Pendant une semaine, je suis donc seul dans le grand Lycée. Pas
complêtement seul. Il y a un lycéen de ma classe qui est
aussi resté dans l'internat. C'est un Camerounais qui n'a pas
de famille en France. Bref 2 jeunes prisonniers dans cette énorme
batisse, ça fait tout drôle.
Très curieux, cette solitude dans un établissement totalement
désert que l'on connait d'ordinaire grouillant de multitudes.
Les lettres de mon adorée me réconforte un peu.
La rentrée scolaire intervient.
Voilà qu'au bout de quelques jours, je suis convoqué à
un nouveau conseil de discipline. Je tombe des nues. Pourquoi? On ne
m'explique pas très bien. Les autorités semblent être
dans l'embarras et quelque peu honteuses.
Je crois comprendre que les surveillants n'ont pas apprécié
ma version selon laquelle j'avais pu sortir du Lycée sans subir
de contrôle. C'était pourtant l'exacte vérité.

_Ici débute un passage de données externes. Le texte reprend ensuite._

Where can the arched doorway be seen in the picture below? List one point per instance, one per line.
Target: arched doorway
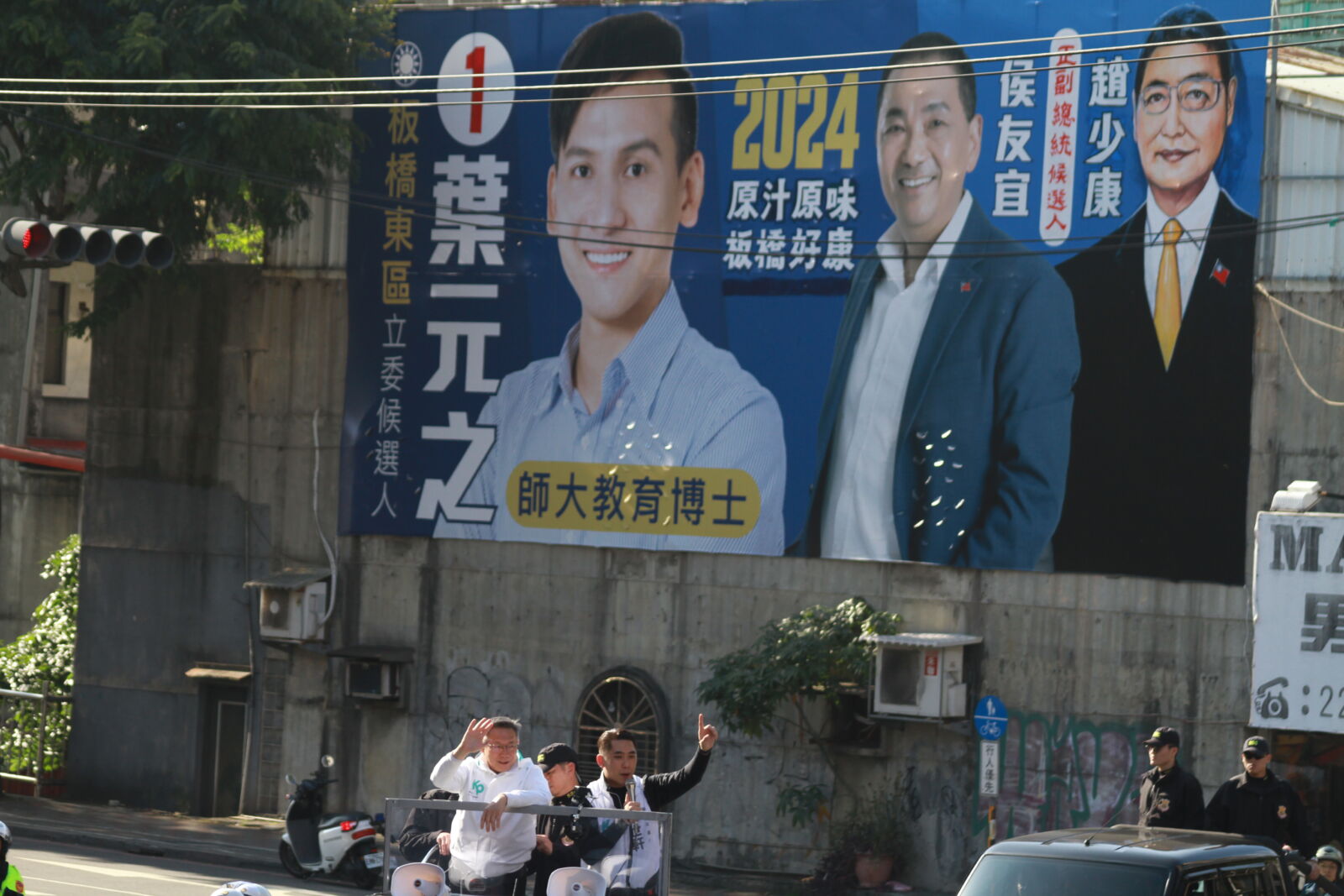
(622, 698)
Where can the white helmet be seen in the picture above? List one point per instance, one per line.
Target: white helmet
(241, 888)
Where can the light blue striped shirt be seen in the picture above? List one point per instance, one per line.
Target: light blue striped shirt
(669, 399)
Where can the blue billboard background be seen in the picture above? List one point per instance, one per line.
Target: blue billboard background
(779, 324)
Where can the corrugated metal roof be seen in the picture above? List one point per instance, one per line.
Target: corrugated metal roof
(1310, 177)
(924, 640)
(219, 672)
(319, 244)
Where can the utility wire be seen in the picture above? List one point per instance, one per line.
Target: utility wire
(604, 96)
(696, 65)
(1288, 349)
(374, 202)
(669, 81)
(652, 81)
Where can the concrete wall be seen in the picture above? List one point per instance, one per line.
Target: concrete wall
(38, 506)
(202, 459)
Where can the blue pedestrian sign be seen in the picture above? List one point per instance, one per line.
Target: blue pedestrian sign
(991, 718)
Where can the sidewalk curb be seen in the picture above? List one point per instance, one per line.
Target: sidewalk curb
(141, 844)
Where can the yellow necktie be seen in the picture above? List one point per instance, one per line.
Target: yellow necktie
(1167, 308)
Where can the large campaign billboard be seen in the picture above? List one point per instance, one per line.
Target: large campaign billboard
(954, 282)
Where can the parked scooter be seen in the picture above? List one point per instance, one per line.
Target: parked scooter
(316, 844)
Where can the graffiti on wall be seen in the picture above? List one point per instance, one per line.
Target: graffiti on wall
(1063, 772)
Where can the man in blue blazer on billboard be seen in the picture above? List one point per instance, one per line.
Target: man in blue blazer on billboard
(944, 432)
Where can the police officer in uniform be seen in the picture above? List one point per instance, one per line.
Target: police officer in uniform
(1168, 795)
(1326, 876)
(564, 841)
(1260, 804)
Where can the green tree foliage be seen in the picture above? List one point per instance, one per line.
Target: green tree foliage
(179, 170)
(816, 653)
(812, 653)
(46, 654)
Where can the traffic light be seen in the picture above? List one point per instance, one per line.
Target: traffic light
(97, 244)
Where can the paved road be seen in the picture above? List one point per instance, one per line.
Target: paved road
(55, 869)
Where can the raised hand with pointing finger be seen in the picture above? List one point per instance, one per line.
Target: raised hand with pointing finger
(709, 735)
(475, 738)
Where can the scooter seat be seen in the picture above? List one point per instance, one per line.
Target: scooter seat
(331, 821)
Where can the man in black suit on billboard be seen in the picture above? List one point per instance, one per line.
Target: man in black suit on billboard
(1162, 409)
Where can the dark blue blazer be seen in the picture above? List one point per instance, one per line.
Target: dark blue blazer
(983, 449)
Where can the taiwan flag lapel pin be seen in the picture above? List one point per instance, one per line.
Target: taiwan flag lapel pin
(1221, 273)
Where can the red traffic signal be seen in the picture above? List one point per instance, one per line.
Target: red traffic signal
(27, 238)
(92, 244)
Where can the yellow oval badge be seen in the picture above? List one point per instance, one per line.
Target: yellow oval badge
(648, 500)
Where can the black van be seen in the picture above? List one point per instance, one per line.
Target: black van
(1126, 860)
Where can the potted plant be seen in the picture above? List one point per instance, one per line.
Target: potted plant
(874, 832)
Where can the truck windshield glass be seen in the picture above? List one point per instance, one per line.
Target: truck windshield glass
(1028, 876)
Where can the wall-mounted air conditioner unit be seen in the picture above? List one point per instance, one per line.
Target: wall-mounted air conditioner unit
(373, 680)
(292, 605)
(374, 672)
(920, 676)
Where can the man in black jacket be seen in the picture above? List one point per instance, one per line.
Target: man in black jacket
(427, 829)
(566, 841)
(1260, 804)
(1168, 795)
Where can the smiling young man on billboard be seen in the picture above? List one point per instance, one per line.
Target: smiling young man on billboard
(633, 383)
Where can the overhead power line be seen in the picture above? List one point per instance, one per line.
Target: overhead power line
(701, 93)
(425, 210)
(487, 87)
(690, 65)
(373, 202)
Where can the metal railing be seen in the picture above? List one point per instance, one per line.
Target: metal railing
(396, 812)
(45, 700)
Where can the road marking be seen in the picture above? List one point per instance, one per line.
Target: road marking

Ils demandent de nouvelles sanctions contre moi.
Je suis révolté.
Au réfectoire du soir, je manifeste ma volonté de rébellion.
Je nargue et conteste l'autorité des surveillants.
Les choses vont ensuite très vite. Je ne me souviens plus si
je passe devant un nouveau conseil de discipline.
Bref, mon père est convoqué par le Proviseur. Je suis
renvoyé du Lycée à un mois du Bac.
Je rentre chez moi à Thouars où je travaille tout seul
à mes révisions.
J'ai retrouvé ma chérie J.
Le difficile examen arrive et je repars à Poitiers pour le passer.
Je suis reçu.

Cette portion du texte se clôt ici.